As the Copper Canyon's fame spreads beyond Mexico's borders, a steadily growing number of curious, trailblazing travelers are being drawn to the area. Like other do-it-yourself adventurers, I've felt the irresistible allure of this 'Last Frontier.' After all, with genuine cowboys and Tarahumara Indians at virtually every bend, not to mention ancient Spanish missions and lost silver mines, what more could a restless travel writer ask for?
For most people, the Copper Canyon is synonymous with the Copper Canyon Express. If you take the train, I recommend riding from the west (Los Mochis) towards the east (Creel and Chihuahua City). This takes advantage of daylight hours and provides the best views. If you are pressed for time, however, you may find it more convenient to make train connections via Chihuahua City.
Services for tourists on Mexico's national rail system have once again gone into decline. (However, there's hope for the future: the Mexican government may soon 'privatize' its railroads by selling them to private parties.) Regardless of what your travel agent or guidebook may say, don't expect to find a dining car on the first-class Chihuahua-Pacific ("Copper Canyon") train between Chihuahua and Los Mochis. In fact, don't expect to find true 'first-class' service at all, even though you'll be buying a first-class ticket. Pack a good lunch, as well as drinking water and toilet paper.

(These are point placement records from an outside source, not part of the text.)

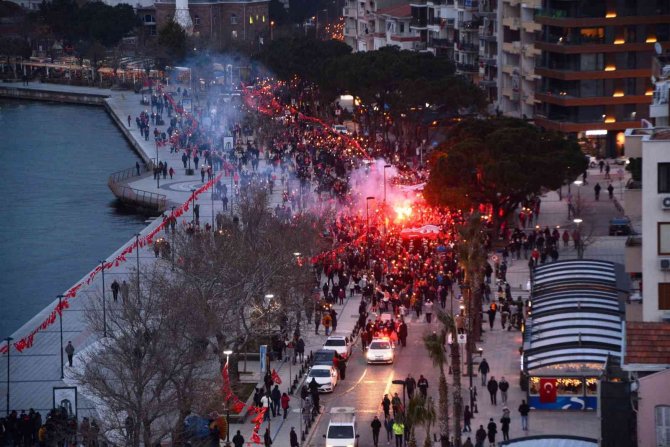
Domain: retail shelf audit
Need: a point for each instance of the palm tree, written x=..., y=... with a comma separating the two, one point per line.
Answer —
x=419, y=412
x=449, y=327
x=435, y=346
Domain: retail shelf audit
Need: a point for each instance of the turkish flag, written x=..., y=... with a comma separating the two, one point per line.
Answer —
x=547, y=391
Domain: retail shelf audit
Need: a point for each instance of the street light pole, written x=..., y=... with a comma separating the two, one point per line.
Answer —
x=104, y=305
x=60, y=320
x=9, y=350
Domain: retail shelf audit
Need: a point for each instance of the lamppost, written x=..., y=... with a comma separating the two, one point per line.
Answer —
x=367, y=229
x=227, y=353
x=60, y=320
x=104, y=305
x=9, y=350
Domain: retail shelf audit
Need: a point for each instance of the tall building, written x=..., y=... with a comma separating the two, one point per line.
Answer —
x=223, y=22
x=518, y=31
x=595, y=67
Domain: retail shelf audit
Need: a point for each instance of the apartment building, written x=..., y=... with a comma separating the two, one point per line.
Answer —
x=595, y=67
x=516, y=72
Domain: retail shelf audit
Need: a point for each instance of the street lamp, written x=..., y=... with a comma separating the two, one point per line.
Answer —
x=227, y=352
x=9, y=350
x=104, y=305
x=367, y=231
x=60, y=320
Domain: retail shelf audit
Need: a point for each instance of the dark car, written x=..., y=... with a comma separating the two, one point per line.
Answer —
x=620, y=226
x=324, y=357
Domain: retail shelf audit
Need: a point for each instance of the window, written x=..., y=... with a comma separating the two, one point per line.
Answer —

I'm also sorry to report that delays have been a growing problem between Los Mochis and Creel. According to my sources, the rail line west of Creel has been plagued by washouts, rockfalls, flooded tunnels, derailments and even sabotage by disgruntled ex-railroad employees. Whatever the causes, trains have often been arriving late from Los Mochis. Delays of 2 to 6 hours are common and if it rains hard in the sierra, the daily run might be cancelled.
You may also note bullet holes in a few of the train windows ? last Easter there were at least four robbery attempts during the vacation season. Information on the activity of gavillas (outlaws, desperadoes) is being suppressed here to avoid frightening tourists, but the word around Creel is that the trains will continue to carry heavily armed escorts until things cool down.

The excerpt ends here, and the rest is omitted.